Loading deep object graphs

exortech · **Joined:** Tue Nov 13, 2007 7:16 pm **Posts:** 5

We have a problem where we need to load a deep object graph. Lazy loading produces thousand of individual sql statements, whereas eager fetch generates a cartesian product containing millions of rows. Both approaches are infeasible as they create serious performance problems. Really what we need is one select per table which will correctly hydrate the object graph.

What's the best approach for dealing with this problem?

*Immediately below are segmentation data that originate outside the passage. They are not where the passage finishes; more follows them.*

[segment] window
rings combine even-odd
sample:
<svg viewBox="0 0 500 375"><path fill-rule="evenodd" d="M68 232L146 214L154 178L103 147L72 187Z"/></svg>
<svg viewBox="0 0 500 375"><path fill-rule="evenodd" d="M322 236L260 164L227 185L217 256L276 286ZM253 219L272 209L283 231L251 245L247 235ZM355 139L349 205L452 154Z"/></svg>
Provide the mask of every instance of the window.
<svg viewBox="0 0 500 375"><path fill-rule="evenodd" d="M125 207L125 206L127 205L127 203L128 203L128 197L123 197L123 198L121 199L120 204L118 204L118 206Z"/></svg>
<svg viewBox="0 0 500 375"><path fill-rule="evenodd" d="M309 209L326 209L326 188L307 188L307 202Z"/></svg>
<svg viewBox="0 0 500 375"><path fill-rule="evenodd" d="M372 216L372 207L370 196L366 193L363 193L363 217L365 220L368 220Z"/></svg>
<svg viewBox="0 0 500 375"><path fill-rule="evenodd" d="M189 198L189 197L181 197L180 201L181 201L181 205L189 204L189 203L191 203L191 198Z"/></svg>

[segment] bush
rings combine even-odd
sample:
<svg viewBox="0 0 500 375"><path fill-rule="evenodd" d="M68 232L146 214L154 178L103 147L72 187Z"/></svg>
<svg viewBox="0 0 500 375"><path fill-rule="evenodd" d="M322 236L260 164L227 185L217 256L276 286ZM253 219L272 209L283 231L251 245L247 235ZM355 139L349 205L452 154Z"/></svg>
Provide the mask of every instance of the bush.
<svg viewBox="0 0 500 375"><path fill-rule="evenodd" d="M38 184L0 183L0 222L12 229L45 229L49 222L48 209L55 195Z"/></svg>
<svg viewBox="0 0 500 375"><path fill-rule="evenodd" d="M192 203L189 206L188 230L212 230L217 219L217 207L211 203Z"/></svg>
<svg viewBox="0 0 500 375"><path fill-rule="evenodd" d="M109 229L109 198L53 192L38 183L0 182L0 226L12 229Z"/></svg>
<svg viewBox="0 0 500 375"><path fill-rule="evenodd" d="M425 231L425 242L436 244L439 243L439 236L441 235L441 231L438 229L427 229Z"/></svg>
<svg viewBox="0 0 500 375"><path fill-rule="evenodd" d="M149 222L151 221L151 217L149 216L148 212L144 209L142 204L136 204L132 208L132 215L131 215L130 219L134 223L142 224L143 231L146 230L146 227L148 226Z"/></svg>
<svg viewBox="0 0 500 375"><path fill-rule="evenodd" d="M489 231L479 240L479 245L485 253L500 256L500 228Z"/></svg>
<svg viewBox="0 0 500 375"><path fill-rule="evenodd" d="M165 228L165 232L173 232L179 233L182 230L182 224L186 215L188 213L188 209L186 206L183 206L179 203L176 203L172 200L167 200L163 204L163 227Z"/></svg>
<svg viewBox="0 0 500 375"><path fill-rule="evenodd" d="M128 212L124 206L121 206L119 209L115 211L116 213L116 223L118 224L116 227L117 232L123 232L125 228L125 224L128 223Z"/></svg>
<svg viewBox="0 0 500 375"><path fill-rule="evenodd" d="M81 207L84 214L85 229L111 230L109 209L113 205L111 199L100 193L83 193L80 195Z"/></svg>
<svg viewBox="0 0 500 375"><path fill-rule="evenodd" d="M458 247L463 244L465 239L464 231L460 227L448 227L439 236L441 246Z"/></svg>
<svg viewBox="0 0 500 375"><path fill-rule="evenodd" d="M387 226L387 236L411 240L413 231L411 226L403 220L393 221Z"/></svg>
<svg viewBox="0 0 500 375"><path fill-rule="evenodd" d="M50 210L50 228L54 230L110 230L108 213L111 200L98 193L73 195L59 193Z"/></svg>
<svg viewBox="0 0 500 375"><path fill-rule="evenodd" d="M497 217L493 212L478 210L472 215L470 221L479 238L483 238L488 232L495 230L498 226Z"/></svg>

The problem is not dissimilar to Mats Helander ORM challenge:
http://www.matshelander.com/wordpress/?p=55

The main difference is that we need to load the data for a single customer/user -- loading the data for all customers is infeasible as there are 100,000 customers in the database.

Another constraint is that we don't have bidirectional references in our domain model (ie. from Mats example, you can't get from an OrderLine back to an Order).

To be specific, our domain looks like this:
- A user has multiple contact lists
- Each contact list contains multiple contacts
- Each contact has multiple addresses, email addresses, telephone numbers, etc.

For a single user, we need to eagerly load all contact lists along with the all of the nested child entities. It is a simple matter to compose separate SQL statements for each table joining in the ids for the parent objects. What I'm not clear on is how to coax NHibernate to do this.

I've looked at MultiQuery, but I'm not clear on how to use it to solve this situation? Can anyone recommend the best approach? Our current solution is to bypass nHibernate entirely and write some mappers to wire up the object graph by hand. Hardly ideal.

We're using NHibernate 1.2 GA.

merge_s.rottem · **Joined:** Tue Aug 23, 2005 5:52 am **Posts:** 335

Look at the JOIN FETCH feature of HQL and FetchMode in the Criteria API.

Symon.

exortech · **Joined:** Tue Nov 13, 2007 7:16 pm **Posts:** 5

Thanks for your suggestion, but using JOIN FETCH will produce the massive cartesian product that I mentioned previously. We considered this option but discarded it because of the terrible performance it produces. Really, as far as I'm aware, JOIN FETCH is really only an option for joining a small number of small tables. When the resultset is potentially more than 100 rows from any joined table, the cartesian product quickly starts to get out of hand.

I'm looking for another option, which is why I was looking at multi-query. But as far as I can determine, NHibernate just can't handle this fairly simple and common problem.

_carl_ · **Posted:** Thu Nov 15, 2007 12:10 pm

Unfortunately, I don't think it is possible in NHibernate currently.. I would really need this feature as well. Does anyone know how (and if) this is done in the java Hibernate?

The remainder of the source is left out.